Aprendió a nadar de nuevo, a entrenar de otra manera, a competir sin apoyarse en lo que antes era su cuerpo completo. Porque ya no es S5. Ahora es S2. Tres categorías menos. Solo le queda un brazo funcional. Pero a cambio, ha multiplicado una voluntad que no se doblega.
En París, cuando todo parecía en contra, cuando el dolor era ya parte de la rutina, volvió a vencer. Se colgó el bronce en los 50 espalda. Un milagro cotidiano, como tantos en su carrera. “Parecía imposible, fue una medalla de película, con final feliz. Lo tenía todo en contra, en los entrenamientos, en la competición… pero a mi alrededor había gente que confiaba en mí. Esa medalla la quería ganar con toda mi alma.
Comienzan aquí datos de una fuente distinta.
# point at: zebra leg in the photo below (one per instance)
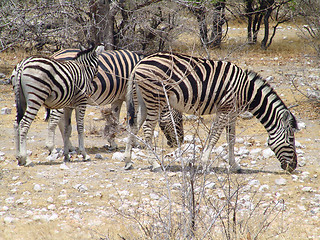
(54, 119)
(80, 112)
(216, 129)
(231, 137)
(133, 128)
(21, 131)
(17, 136)
(67, 121)
(115, 107)
(61, 126)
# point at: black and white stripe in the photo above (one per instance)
(199, 86)
(55, 84)
(110, 87)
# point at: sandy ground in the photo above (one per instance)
(100, 200)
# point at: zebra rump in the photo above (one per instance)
(41, 81)
(109, 87)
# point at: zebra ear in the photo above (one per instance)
(100, 49)
(82, 48)
(286, 119)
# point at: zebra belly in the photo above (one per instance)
(195, 109)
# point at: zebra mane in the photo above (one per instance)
(83, 52)
(253, 76)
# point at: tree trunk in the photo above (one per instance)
(249, 13)
(218, 21)
(203, 30)
(102, 31)
(266, 18)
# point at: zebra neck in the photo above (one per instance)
(265, 105)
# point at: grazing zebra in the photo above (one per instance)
(44, 81)
(110, 88)
(200, 86)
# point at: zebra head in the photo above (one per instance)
(282, 141)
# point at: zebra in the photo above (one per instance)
(44, 81)
(110, 88)
(201, 87)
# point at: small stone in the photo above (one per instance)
(8, 220)
(263, 187)
(81, 188)
(9, 200)
(118, 156)
(51, 207)
(37, 188)
(53, 217)
(50, 200)
(267, 153)
(301, 125)
(64, 166)
(154, 196)
(211, 185)
(281, 181)
(307, 189)
(254, 182)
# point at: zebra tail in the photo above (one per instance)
(130, 101)
(48, 113)
(19, 96)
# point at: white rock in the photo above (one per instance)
(254, 182)
(221, 195)
(6, 110)
(5, 208)
(264, 187)
(53, 217)
(301, 125)
(8, 220)
(67, 202)
(154, 196)
(267, 153)
(123, 193)
(281, 181)
(37, 188)
(118, 156)
(50, 200)
(270, 78)
(191, 139)
(211, 185)
(255, 151)
(155, 134)
(51, 207)
(242, 151)
(80, 187)
(239, 140)
(299, 145)
(176, 186)
(64, 166)
(307, 189)
(20, 201)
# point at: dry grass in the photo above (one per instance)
(111, 214)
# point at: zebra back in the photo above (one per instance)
(113, 72)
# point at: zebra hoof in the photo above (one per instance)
(128, 166)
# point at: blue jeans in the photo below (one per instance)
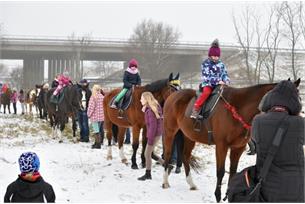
(83, 125)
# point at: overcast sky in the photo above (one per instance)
(197, 21)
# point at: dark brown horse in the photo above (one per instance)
(67, 107)
(134, 116)
(228, 133)
(30, 100)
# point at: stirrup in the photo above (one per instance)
(194, 114)
(113, 106)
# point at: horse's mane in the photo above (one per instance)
(156, 85)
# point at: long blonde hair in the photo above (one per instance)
(96, 89)
(151, 102)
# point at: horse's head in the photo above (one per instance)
(285, 94)
(161, 89)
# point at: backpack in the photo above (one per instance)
(245, 187)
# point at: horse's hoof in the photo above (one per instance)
(178, 170)
(134, 166)
(218, 195)
(165, 185)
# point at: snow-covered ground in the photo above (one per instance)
(81, 174)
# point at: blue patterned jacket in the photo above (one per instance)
(212, 73)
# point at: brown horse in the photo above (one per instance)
(228, 133)
(134, 116)
(67, 107)
(30, 100)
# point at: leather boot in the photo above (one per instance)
(147, 175)
(97, 143)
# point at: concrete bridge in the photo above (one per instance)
(60, 54)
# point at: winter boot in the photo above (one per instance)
(178, 170)
(114, 105)
(147, 175)
(195, 113)
(97, 143)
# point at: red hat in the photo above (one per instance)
(214, 49)
(133, 63)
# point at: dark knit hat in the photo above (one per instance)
(29, 162)
(214, 49)
(283, 94)
(133, 63)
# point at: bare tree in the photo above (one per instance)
(17, 77)
(272, 41)
(261, 36)
(291, 32)
(150, 44)
(79, 45)
(302, 20)
(244, 34)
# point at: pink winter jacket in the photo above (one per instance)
(14, 97)
(95, 108)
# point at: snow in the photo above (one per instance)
(81, 174)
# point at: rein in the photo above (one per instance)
(235, 114)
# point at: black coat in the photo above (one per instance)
(23, 191)
(285, 179)
(131, 79)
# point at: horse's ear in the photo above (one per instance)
(177, 76)
(297, 82)
(170, 76)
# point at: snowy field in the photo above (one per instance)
(81, 174)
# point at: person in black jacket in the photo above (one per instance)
(29, 187)
(285, 179)
(131, 78)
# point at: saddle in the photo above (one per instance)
(125, 101)
(208, 107)
(205, 111)
(59, 97)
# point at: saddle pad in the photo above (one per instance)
(125, 101)
(208, 106)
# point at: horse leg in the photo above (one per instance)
(121, 134)
(144, 143)
(221, 153)
(135, 146)
(234, 159)
(62, 127)
(168, 139)
(187, 154)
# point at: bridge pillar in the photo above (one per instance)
(33, 72)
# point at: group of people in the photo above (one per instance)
(285, 181)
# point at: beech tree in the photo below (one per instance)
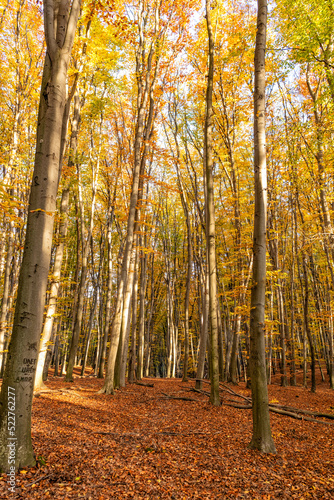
(60, 22)
(262, 439)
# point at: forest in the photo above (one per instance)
(166, 203)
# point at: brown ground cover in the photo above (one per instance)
(141, 444)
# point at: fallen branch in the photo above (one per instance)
(182, 398)
(37, 480)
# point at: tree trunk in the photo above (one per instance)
(48, 324)
(23, 349)
(210, 219)
(262, 439)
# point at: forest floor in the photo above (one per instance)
(142, 443)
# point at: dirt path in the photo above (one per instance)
(140, 444)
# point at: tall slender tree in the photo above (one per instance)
(262, 438)
(60, 21)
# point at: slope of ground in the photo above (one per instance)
(142, 444)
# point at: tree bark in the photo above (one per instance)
(23, 349)
(262, 439)
(210, 219)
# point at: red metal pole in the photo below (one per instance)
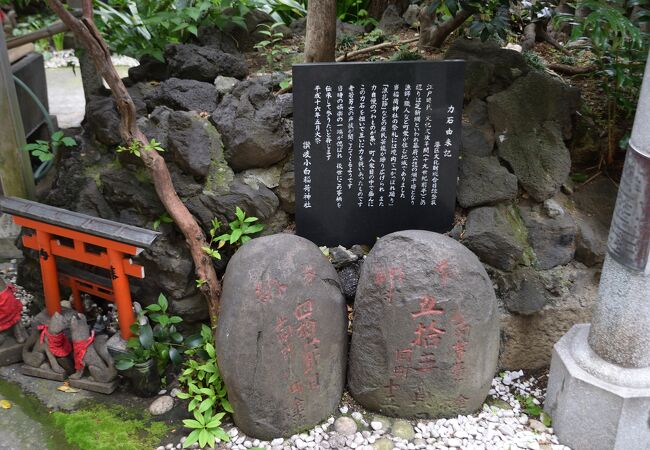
(122, 293)
(48, 272)
(76, 297)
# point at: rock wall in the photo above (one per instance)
(228, 141)
(542, 242)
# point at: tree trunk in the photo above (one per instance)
(433, 35)
(320, 42)
(377, 7)
(89, 36)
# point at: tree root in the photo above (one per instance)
(89, 36)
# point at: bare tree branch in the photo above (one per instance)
(87, 33)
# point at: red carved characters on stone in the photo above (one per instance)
(283, 331)
(269, 289)
(391, 277)
(427, 336)
(308, 274)
(427, 307)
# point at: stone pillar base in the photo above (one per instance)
(595, 404)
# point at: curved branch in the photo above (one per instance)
(87, 33)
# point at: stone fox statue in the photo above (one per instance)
(90, 353)
(10, 310)
(49, 347)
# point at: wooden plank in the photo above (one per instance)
(104, 231)
(97, 260)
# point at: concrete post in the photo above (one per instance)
(599, 384)
(15, 169)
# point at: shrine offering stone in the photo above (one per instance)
(376, 148)
(425, 335)
(282, 336)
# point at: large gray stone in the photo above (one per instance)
(522, 291)
(194, 143)
(498, 237)
(391, 21)
(553, 239)
(539, 159)
(186, 95)
(489, 68)
(531, 133)
(192, 62)
(425, 333)
(149, 69)
(281, 338)
(477, 137)
(596, 405)
(483, 181)
(532, 101)
(569, 295)
(257, 200)
(254, 130)
(285, 190)
(591, 242)
(102, 117)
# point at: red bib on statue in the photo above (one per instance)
(10, 308)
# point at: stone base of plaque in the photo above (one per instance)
(11, 354)
(90, 385)
(595, 404)
(42, 373)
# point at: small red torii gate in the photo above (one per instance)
(56, 232)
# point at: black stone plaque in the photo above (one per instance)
(376, 148)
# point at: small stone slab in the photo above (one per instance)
(11, 354)
(425, 336)
(42, 373)
(94, 386)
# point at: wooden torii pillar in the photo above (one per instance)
(58, 233)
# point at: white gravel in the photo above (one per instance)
(502, 424)
(66, 58)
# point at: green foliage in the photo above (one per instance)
(355, 11)
(271, 46)
(241, 230)
(375, 37)
(405, 54)
(534, 60)
(282, 10)
(346, 42)
(533, 409)
(160, 342)
(33, 22)
(619, 46)
(44, 150)
(108, 428)
(135, 147)
(206, 391)
(144, 27)
(490, 18)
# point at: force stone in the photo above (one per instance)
(426, 334)
(281, 336)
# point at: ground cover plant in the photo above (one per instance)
(109, 428)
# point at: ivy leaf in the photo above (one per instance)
(174, 356)
(146, 336)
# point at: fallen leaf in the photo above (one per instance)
(67, 389)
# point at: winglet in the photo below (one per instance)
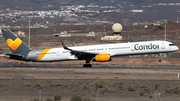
(64, 45)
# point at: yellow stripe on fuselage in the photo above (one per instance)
(43, 53)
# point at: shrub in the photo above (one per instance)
(142, 93)
(48, 99)
(35, 99)
(87, 99)
(131, 88)
(57, 97)
(119, 85)
(100, 83)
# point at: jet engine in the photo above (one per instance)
(102, 58)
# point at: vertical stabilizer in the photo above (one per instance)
(16, 45)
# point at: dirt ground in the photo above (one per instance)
(122, 79)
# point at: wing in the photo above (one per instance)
(78, 53)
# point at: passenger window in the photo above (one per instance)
(171, 44)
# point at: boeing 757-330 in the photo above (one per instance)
(99, 53)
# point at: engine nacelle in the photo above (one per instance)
(102, 58)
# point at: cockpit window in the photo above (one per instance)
(171, 44)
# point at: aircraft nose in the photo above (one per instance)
(177, 48)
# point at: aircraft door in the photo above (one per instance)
(162, 45)
(132, 47)
(57, 53)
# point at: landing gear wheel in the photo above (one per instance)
(87, 65)
(160, 60)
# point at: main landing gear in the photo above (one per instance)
(161, 55)
(87, 63)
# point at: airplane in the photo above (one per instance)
(98, 53)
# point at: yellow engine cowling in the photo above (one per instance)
(102, 58)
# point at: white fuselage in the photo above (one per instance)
(118, 49)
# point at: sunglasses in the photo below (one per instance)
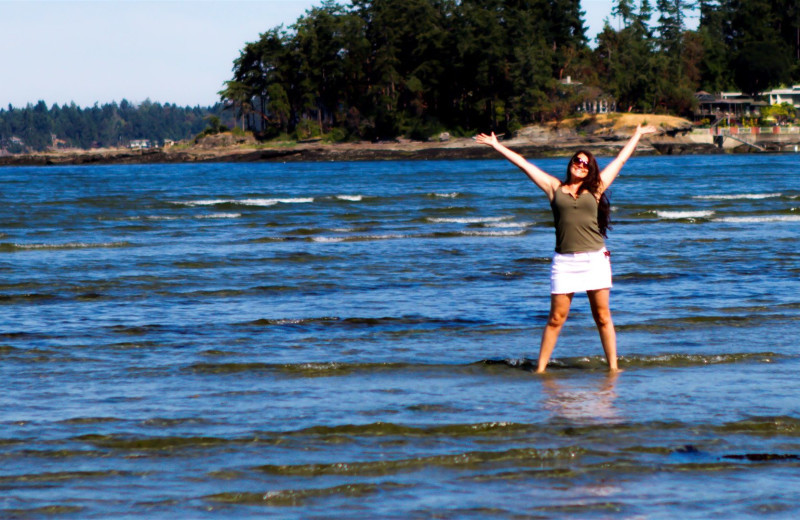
(580, 162)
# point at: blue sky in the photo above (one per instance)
(176, 51)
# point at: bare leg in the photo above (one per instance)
(601, 311)
(559, 310)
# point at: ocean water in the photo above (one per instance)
(355, 340)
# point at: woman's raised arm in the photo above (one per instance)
(611, 171)
(545, 181)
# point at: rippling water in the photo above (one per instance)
(355, 340)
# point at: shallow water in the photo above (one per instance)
(355, 340)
Y lo logré. Es la medalla que más he querido en mi vida”, afirma sin dudar.

Triada de lesiones en el hombro bueno
No pasó mucho tiempo antes de que el cuerpo volviera a exigir factura. A inicios de la temporada siguiente, el hombro bueno dijo basta. Triada de lesiones: subescapular, infraespinoso y labrum. Teresa eligió el camino de la resistencia. Rechazó el quirófano. Aguantó, volvió a entrenar y llegó al Mundial de Singapur, donde logró una plata en los 200 libre S2.
Una prueba que no existe en el programa de los Juegos Paralímpicos. “Es injusto, porque los deportistas de clases bajas solo tenemos un estilo en los Juegos, la espalda. Dan de lado a quienes nadamos a crol. Varios países vamos a presentar un escrito al Comité Paralímpico Internacional para que incluyan esta prueba o cualquiera de libre en Los Ángeles 2028. Tenemos esperanza. Esperamos que reculen. Ahí tendría una clara opción de medalla”, explica.
Ningún obstáculo ha sido suficiente para detenerla. Ni la enfermedad, ni el dolor, ni el paso del tiempo, ni las decisiones ajenas. A sus casi 50 años, la deportista española más laureada sigue encontrando razones para soñar. En la férula de su brazo izquierdo están escritos los nombres de los siete Juegos Paralímpicos que ha disputado. Y aún queda espacio para uno más. Para ese que mira con ojos brillantes: Los Ángeles 2028.
En Singapur firmó su medalla número 95 entre Juegos, Mundiales y Europeos. El nuevo objetivo es claro: llegar a 100 antes de colgar el bañador. Y sería imprudente apostar en contra. “Si consigo la 100 antes de ir a Los Ángeles, mejor. Aunque la 101 también sería muy bonita”, dice con una sonrisa que sigue teniendo algo de aquella chica de rastas de Sídney 2000.